From the opening track there is no doubt that we are listening to a ‘90s band. In fact the first song, ‘Youth’, sounds like a reworking of Busted’s ouevre. I don’t mean that in a disparaging way. After the comparative dreariness of Feeder’s recent output, a little upbeat pop rockery is most welcome. It’s easy to see why it was chosen to open the album. Unfortunately, ‘Youth’ is a false dawn and Tallulah reveals itself as an uninspired drudge through dinner party rock.
There are occasional highlights along the way. ‘Fear Of Flying’ sounds like a Bob Mould song and ‘Kite’ has a George Harrison vibe. It’s puzzling that ‘Tallulah’ has been elected as the title of the record. It could be a Duran Duran album track. Similarly ‘Guillotine’ is an instantly forgettable dirge. It makes one grateful for the heavy metal thunder of ‘Kyoto’. It’s an unmistakably ‘90s sort of metal but, nonetheless, it is invigorating and reminds the listener of a triumphant past in which this band played stadia with Foo Fighters and Queens Of The Stone Age.

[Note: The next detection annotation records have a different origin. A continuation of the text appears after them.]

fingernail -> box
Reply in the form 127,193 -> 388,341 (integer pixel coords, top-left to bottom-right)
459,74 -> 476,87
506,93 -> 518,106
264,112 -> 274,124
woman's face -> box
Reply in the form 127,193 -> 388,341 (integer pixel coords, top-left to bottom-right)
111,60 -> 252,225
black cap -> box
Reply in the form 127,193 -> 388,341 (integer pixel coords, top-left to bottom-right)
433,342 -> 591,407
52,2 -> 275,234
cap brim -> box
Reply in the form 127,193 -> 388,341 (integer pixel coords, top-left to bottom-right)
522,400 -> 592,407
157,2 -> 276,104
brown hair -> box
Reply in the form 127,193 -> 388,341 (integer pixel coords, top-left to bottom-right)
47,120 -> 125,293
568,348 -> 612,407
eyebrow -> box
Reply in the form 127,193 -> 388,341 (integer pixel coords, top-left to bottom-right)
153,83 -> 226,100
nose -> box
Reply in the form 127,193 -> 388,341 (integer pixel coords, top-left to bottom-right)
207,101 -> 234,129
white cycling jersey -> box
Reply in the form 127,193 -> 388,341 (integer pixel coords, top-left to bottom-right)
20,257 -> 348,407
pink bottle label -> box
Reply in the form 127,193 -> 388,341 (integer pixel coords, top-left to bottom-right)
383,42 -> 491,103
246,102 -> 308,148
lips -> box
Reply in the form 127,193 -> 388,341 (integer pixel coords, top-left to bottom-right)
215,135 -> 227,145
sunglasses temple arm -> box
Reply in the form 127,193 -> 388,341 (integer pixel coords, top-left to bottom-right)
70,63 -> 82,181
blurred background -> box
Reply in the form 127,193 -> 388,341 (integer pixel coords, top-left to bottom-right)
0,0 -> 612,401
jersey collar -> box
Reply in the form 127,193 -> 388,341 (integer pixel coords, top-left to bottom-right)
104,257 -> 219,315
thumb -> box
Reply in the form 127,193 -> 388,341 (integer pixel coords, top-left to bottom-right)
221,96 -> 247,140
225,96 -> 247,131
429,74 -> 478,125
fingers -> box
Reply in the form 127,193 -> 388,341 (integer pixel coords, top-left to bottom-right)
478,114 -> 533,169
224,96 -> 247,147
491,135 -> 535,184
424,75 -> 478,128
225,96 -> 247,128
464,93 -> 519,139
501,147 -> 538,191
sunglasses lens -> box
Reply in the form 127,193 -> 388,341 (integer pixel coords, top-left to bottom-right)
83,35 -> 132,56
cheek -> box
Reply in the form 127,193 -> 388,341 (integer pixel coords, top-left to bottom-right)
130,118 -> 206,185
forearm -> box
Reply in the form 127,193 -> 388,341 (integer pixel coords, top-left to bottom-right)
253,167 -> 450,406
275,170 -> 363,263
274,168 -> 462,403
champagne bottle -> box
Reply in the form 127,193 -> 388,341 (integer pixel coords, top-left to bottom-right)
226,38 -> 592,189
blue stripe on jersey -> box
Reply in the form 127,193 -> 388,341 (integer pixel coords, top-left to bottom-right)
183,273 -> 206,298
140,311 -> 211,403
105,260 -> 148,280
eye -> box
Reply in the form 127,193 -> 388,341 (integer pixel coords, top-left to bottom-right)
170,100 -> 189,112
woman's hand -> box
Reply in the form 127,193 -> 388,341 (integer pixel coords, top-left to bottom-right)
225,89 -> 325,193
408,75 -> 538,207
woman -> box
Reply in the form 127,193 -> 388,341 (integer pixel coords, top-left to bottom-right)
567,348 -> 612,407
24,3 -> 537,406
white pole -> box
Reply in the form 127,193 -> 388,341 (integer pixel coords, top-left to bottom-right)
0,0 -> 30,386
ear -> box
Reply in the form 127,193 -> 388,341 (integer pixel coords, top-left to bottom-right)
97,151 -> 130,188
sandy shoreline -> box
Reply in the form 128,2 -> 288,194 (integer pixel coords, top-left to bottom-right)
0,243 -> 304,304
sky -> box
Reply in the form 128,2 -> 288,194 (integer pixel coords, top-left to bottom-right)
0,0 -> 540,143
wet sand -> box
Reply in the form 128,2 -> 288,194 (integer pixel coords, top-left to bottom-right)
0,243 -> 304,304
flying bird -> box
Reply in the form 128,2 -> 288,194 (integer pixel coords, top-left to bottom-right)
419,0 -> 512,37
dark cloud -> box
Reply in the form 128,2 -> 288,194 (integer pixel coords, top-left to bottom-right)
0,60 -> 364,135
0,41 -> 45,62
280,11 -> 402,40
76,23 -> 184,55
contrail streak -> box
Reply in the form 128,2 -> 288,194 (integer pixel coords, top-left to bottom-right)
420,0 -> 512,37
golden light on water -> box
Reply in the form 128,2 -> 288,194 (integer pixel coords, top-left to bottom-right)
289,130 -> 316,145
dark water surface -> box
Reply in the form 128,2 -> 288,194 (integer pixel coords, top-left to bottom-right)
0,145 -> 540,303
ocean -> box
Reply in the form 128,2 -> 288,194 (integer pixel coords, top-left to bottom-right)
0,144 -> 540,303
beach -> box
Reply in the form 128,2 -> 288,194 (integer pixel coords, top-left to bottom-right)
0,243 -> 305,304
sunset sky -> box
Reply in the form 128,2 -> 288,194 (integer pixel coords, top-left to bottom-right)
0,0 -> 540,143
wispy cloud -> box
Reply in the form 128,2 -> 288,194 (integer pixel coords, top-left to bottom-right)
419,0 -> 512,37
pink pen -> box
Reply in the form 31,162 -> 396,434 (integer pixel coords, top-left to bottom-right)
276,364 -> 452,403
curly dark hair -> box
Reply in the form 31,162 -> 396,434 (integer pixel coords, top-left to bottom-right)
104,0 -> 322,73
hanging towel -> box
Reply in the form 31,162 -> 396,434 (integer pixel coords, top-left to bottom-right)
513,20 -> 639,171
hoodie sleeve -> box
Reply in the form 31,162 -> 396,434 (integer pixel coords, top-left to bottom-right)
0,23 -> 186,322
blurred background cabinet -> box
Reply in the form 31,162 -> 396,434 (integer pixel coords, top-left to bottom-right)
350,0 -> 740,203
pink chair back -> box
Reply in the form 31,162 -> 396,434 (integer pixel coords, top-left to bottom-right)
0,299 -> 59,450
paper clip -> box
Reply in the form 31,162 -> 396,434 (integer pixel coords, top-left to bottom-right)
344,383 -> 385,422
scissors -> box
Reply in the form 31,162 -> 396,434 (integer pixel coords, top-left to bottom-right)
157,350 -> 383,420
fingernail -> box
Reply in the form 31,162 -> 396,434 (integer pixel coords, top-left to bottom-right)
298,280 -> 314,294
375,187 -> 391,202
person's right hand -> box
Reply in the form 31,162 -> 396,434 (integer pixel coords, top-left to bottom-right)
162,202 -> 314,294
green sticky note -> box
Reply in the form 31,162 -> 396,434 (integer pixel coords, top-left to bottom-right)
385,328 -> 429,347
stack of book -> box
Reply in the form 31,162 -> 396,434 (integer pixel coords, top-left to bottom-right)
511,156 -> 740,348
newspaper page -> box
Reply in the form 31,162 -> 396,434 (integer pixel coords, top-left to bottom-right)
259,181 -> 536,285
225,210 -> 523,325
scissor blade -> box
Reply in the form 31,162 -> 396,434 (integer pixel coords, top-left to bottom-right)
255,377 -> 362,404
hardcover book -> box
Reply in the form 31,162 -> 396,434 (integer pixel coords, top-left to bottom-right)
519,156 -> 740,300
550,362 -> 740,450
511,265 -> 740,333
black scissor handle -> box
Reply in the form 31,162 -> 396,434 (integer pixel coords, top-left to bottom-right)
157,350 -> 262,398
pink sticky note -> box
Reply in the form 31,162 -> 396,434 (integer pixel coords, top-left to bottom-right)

Tallulah is a pleasant, unobtrusive listen but I can’t help but expect more from this band. They are older now and their songwriting and composition have evolved but their style has not. Many of these songs would work better as an acoustic trio, for example. Feeder’s commitment to ‘90s adult rock tropes ages these tunes before their time. Maybe it’s time for an new approach.